Quast is right in saying the quotas haven’t damaged the companies, and they’ve helped them become more balanced. And as we explained recently, the quota worked out well for France:
“France set a quota about a year ago that said that within six years, 40 percent of public board directors needed to be female, and 20 percent was required within three years. But within one year, they’ve already surpassed the 20 percent mark. Impressive.
[Side note: Forbes reports the U.S. number to be just under 15 percent, but that appears to be the figure for all companies, not just public ones. Either way, the U.S., without any mandates, seems to be doing a bit better than other countries even without the required push.]
But that’s in Europe (and Malaysia). It wouldn’t work here! First of all, the countries in Europe that have taken on these quotas are much, much smaller than the United States! They’re absolutely tiny in comparison. And, not to mention, their economies function totally differently. It doesn’t take an economist to tell you that. France, the biggest of the bunch, has less than 65 million people, compared with the 300 million-plus in the U.S. Norway, which pioneered the trend, has less than 5 million who call it home. It’s like comparing itty-bitty us and The Wall Street Journal: you wouldn’t solve problems the same way at the two places, and you certainly wouldn’t use the same management structure. Would you?

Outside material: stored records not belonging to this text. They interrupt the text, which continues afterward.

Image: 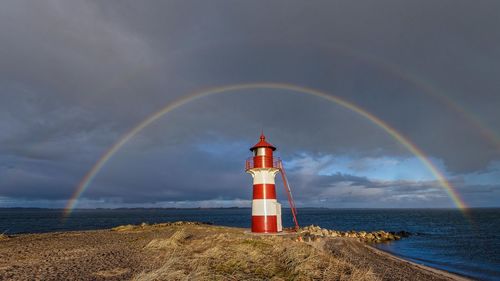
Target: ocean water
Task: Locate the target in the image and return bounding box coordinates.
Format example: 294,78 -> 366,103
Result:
0,208 -> 500,280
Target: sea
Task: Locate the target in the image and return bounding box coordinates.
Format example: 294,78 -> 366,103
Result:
0,208 -> 500,281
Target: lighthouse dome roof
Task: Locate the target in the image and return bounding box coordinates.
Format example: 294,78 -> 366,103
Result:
250,133 -> 276,151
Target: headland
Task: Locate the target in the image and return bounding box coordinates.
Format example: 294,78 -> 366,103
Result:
0,222 -> 469,281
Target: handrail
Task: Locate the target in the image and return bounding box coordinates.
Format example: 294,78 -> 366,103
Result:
278,160 -> 300,231
245,156 -> 281,168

So, look: getting to 20 percent was doable and reasonable. Getting to 20 percent was playing catch-up. But once you get into forcing 40 percent of board members to be female, you’re forcing it. Yes, women make up half the population, but like it or not, they don’t make up half, or 40 percent, of executive positions.
By all means, we’d like them to! But getting women into positions of power needs to happen holistically. You can’t just endlessly force tons of women onto boards. Work on getting some more women in senior management first. One step at a time, here.